My Alma mater was books, a good library... I could spend the rest of my life reading, just satisfying my curiosity. ~Malcolm X
Upon looking at my bookshelves, and realizing that I just made Amazon.com a bit richer, I finally understood what I would do with my life if I didn't have to work. I would read. I would read a lot. I would buy more and bigger book shelves. I would fill them with everything I could every possibly want to read. I would buy those expensive as hell leather-bound books that cost like $150 a piece. And then, then I would methodically work my way through them.
When I reached the end I would go back through and read my favorites again.
But, alas, I do have to work. That won't change any time soon. That is my reality. In this reality I have two crappy Target bookshelves filled with annotated books, many with half-torn SBX stickers marring the covers. They are filled with doodles, paragraphs underlined for no reason other than a brief reference from a professor - a reference no doubt caught in a half doze - and notes passed to the person sitting next to me in class.
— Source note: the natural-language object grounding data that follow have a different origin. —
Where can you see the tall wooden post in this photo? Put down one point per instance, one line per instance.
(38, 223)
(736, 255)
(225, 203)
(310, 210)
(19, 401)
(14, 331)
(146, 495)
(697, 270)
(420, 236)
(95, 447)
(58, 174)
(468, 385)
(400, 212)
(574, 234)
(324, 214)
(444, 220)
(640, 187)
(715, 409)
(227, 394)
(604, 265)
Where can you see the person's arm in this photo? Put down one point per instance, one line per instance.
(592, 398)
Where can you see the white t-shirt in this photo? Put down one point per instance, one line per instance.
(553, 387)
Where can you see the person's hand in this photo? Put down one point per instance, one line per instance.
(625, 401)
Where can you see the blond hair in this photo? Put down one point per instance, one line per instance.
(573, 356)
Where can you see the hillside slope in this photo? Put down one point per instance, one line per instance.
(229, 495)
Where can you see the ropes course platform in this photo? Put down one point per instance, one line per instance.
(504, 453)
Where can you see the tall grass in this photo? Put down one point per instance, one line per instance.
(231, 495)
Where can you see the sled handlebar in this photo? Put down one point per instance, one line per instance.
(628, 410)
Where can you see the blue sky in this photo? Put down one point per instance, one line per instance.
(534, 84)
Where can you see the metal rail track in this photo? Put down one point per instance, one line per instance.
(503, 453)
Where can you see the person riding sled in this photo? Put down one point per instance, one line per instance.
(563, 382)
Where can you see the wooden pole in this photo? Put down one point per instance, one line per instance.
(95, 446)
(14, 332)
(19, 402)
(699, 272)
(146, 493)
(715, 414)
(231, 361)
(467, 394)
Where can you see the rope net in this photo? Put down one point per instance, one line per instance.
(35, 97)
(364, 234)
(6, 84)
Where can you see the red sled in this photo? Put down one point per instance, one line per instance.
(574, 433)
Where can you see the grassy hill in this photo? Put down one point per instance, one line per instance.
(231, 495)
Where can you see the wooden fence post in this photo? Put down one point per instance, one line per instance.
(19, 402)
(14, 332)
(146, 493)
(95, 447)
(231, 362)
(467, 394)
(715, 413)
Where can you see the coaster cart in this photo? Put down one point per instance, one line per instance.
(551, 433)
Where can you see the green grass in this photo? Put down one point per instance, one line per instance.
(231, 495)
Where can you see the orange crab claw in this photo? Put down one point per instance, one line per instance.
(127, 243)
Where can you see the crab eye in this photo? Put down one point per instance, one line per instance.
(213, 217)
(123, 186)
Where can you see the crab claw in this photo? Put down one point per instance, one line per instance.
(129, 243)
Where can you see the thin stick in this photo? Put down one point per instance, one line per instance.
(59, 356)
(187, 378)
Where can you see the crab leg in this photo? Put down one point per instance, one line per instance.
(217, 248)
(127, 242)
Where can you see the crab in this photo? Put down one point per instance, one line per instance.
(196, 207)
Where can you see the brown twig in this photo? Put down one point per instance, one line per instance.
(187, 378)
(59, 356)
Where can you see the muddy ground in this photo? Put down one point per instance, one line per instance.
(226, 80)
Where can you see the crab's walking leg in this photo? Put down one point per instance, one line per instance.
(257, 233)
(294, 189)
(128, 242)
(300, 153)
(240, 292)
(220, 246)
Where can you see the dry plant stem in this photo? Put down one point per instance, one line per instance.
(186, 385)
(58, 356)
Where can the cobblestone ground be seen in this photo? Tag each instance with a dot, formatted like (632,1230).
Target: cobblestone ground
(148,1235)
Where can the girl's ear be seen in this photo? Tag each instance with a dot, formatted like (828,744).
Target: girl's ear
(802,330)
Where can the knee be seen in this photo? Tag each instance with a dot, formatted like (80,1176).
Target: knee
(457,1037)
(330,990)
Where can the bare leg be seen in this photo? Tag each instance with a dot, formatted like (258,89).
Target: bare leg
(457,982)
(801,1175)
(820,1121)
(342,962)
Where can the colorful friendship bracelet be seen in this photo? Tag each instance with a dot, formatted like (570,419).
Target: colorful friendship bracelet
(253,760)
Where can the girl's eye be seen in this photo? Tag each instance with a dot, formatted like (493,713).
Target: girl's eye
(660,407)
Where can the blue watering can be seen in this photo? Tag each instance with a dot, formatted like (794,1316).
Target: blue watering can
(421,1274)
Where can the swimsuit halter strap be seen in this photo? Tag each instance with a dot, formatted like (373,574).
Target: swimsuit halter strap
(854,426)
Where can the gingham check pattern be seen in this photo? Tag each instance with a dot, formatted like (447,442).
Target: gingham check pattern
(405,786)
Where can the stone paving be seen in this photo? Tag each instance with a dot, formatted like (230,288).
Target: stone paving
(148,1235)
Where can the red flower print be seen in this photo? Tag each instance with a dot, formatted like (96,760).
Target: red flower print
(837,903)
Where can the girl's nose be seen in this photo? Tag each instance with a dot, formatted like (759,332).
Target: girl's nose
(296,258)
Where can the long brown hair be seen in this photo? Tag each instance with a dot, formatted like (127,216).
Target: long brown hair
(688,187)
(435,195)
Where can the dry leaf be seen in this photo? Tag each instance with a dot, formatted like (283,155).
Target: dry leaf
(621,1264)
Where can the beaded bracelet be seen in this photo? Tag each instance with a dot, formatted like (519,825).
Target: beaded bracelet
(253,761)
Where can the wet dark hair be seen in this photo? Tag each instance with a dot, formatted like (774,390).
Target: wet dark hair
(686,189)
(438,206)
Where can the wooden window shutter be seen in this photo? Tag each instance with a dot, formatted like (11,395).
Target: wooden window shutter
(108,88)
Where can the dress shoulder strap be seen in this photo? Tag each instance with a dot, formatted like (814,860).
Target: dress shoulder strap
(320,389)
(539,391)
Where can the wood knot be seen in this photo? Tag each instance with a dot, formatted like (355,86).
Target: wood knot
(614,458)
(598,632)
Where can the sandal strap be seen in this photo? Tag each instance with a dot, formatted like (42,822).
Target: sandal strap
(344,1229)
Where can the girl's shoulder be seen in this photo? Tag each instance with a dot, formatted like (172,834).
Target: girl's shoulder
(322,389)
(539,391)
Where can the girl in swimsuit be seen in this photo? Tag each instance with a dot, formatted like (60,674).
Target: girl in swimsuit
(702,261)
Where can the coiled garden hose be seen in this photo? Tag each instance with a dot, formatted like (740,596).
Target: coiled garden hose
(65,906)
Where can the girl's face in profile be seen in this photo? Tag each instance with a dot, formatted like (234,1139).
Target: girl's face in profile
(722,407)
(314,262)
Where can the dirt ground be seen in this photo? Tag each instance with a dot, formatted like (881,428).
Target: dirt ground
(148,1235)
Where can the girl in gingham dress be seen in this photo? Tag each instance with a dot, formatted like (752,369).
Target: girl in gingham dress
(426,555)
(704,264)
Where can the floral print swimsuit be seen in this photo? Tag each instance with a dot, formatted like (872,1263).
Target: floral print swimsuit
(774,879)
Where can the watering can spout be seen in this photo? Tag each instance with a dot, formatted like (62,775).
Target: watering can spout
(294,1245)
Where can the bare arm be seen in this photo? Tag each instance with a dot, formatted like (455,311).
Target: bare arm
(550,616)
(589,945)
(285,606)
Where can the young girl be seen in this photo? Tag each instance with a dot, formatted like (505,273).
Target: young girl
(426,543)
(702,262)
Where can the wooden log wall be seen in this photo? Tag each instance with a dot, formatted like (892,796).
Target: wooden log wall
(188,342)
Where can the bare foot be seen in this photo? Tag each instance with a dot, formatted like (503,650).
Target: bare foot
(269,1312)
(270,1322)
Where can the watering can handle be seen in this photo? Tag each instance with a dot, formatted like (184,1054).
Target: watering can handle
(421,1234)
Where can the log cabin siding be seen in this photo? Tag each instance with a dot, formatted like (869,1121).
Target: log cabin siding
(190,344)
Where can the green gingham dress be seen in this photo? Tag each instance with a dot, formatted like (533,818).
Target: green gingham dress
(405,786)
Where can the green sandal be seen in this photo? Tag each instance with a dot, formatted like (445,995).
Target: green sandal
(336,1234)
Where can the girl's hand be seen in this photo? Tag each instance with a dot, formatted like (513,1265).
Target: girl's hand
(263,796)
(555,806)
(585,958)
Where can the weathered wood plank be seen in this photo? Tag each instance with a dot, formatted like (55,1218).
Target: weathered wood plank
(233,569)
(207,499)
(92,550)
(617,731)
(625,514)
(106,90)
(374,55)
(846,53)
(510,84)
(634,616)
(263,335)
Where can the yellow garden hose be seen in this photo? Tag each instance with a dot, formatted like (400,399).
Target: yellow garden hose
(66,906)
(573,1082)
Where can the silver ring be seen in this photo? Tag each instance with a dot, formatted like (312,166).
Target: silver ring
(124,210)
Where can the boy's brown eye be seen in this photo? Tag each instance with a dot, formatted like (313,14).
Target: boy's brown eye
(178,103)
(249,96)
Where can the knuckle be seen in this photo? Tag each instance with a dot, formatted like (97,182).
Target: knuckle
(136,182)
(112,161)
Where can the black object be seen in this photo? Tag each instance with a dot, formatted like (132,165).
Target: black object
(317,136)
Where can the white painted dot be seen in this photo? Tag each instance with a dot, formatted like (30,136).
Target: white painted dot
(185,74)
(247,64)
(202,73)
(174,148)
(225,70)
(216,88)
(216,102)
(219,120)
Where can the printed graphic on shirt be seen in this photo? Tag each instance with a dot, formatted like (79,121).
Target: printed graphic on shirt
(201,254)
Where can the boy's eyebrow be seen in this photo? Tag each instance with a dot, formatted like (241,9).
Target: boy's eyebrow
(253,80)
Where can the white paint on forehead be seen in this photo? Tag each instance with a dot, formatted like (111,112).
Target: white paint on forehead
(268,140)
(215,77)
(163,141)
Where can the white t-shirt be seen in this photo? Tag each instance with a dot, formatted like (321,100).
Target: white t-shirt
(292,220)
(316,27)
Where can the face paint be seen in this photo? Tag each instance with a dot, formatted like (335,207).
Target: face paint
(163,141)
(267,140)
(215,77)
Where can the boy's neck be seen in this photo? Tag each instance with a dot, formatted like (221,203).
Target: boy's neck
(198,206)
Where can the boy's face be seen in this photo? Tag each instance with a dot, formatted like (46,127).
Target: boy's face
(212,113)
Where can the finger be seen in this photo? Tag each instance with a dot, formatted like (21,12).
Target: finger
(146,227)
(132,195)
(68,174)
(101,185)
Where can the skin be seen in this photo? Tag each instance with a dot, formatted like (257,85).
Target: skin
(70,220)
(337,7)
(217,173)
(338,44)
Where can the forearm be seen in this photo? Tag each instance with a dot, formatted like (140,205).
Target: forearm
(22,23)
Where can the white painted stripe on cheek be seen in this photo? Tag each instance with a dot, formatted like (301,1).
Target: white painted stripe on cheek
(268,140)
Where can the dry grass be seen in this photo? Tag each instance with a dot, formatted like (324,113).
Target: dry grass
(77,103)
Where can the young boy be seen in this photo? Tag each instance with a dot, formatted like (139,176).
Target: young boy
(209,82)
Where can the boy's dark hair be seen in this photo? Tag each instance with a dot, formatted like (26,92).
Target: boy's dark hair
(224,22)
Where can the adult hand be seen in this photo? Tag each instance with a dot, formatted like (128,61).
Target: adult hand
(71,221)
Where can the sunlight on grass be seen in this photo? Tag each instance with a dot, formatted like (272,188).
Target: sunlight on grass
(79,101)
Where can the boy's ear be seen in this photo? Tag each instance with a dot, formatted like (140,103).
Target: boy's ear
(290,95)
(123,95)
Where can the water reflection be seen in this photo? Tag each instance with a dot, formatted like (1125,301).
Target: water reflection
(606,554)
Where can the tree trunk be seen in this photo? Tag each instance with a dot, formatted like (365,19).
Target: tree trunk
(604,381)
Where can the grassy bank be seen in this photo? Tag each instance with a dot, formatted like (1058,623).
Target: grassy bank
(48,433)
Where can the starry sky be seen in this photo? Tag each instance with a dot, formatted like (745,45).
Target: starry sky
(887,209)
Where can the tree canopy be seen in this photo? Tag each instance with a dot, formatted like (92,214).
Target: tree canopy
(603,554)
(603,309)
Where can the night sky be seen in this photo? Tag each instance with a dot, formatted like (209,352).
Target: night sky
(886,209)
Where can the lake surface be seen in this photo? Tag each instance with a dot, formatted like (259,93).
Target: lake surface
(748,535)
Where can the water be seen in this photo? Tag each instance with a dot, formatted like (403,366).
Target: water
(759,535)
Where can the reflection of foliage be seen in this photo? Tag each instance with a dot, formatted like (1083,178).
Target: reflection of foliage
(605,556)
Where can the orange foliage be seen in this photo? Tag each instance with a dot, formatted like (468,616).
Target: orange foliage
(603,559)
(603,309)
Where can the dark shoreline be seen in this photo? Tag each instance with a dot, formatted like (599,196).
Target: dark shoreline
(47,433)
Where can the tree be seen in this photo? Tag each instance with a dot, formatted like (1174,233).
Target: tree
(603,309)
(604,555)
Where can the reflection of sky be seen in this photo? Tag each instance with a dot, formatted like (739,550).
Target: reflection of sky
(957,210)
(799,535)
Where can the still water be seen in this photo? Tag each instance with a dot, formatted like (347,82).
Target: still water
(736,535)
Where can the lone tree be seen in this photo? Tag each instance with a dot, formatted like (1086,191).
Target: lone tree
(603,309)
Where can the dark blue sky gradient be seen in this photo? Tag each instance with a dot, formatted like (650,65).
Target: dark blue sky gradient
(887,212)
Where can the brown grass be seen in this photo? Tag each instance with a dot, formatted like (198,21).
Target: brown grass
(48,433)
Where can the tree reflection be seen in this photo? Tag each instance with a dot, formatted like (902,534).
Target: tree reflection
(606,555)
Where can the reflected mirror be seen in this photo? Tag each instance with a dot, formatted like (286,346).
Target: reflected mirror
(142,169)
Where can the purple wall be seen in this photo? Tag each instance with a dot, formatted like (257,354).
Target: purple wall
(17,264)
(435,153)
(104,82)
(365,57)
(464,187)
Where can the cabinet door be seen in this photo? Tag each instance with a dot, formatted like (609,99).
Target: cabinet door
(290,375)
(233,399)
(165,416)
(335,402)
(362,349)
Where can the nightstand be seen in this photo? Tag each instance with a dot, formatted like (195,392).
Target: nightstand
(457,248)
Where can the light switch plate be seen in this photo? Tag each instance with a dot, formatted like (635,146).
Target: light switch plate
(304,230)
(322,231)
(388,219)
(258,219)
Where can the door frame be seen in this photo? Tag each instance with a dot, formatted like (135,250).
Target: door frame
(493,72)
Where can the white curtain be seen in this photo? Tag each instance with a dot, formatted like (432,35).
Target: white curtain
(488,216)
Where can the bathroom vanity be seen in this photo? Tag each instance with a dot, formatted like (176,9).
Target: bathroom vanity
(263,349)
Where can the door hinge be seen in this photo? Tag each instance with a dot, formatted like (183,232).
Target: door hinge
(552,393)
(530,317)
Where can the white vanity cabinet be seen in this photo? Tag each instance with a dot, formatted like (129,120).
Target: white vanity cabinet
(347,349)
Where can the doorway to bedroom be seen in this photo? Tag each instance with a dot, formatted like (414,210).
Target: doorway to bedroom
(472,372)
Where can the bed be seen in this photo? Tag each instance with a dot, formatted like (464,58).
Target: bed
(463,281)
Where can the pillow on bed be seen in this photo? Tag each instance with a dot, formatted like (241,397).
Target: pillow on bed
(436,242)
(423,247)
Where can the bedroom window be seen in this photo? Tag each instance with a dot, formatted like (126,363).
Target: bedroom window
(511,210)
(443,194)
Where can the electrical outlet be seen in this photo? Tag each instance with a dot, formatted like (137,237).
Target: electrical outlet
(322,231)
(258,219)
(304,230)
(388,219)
Inexplicably these books mean more, but all the same they are ugly. And still, they are my only real prized possessions. A strange realization, but true. These torn, bent, scribbled-upon, dirty books are the one thing I could not see myself living without. My computer would be gladly traded in for another Mac, my phone... well, I would miss it, but I could get by. Nothing holds the power over me that these books do.
I guess I should be happy about that. If someone robbed my apartment, I doubt the books would be on their list of items to take. Their complete lack of value to others is a blessing, a security blanket. How many people can say that their most prized possession has absolutely no value to most people? So, I guess in a way, I have what I truly want after all.
But, if anyone with the means to hook it up is reading, I'd still love to read full time!!